Minister of Women and Child Welfare Government of Andhra Pradesh
- In office 8 June 2019 – 7 April 2022
- Governor: E. S. L. Narasimhan Biswabhusan Harichandan
- Chief Minister: Y. S. Jagan Mohan Reddy
- Preceded by: Paritala Sunitha
- Succeeded by: K. V. Ushashri Charan

Member of Legislative Assembly, Andhra Pradesh
- In office 23 May 2019 – 4 June 2024
- Preceded by: Kothapalli Samuel Jawahar
- Succeeded by: Muppidi Venkateswara Rao
- Constituency: Kovvur
- In office 16 May 2009 – 1 March 2014
- Preceded by: Maddala Sunitha
- Succeeded by: Muppidi Venkateswara Rao
- Constituency: Gopalapuram

Personal details
- Born: 24 June 1973 (age 53) Gopalapuram, Andhra Pradesh, India
- Party: YSR Congress Party
- Other political affiliations: Telugu Desam Party
- Occupation: Politician

= Taneti Vanitha =

Indian politician

Taneti Vanitha is an Indian politician, former Minister of Home Affairs, Prisons, Fire Services and Disaster Management in the Government of Andhra Pradesh and a Member of Andhra Pradesh Legislative Assembly from Kovvur, West Godavari district.

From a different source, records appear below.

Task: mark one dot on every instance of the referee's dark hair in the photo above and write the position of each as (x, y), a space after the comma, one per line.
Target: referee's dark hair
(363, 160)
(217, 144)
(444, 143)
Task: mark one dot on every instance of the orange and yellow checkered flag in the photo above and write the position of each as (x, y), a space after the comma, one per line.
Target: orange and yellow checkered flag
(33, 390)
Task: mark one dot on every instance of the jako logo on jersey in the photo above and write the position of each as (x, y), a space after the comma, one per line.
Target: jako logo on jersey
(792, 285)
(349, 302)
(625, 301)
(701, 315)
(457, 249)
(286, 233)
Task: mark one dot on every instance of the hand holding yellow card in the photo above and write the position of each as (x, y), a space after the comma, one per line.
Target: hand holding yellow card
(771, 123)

She got the majority of about 25,000 votes in the 2019 Indian general election. She served as the Minister of Home, Prisons, and Fire Services of Andhra Pradesh from 2022 to 2024.

==Career==
Vanitha was elected as MLA for Gopalapuram on the Telugu Desam Party ticket but defected to the YSR Congress party in November 2012. She came out of TDP due to its stand on Andhra Pradesh bifurcation and then joined YSR Congress Party. In 2019, she contested from Kovvuru as YSRCP candidate and won with a majority of 25,000 votes and was appointed Minister of Women and Child Welfare in Y. S. Jagan Mohan Reddy ministry. In April 2022 cabinet reshuffle, Vanitha was appointed Minister for Home and Disaster Management.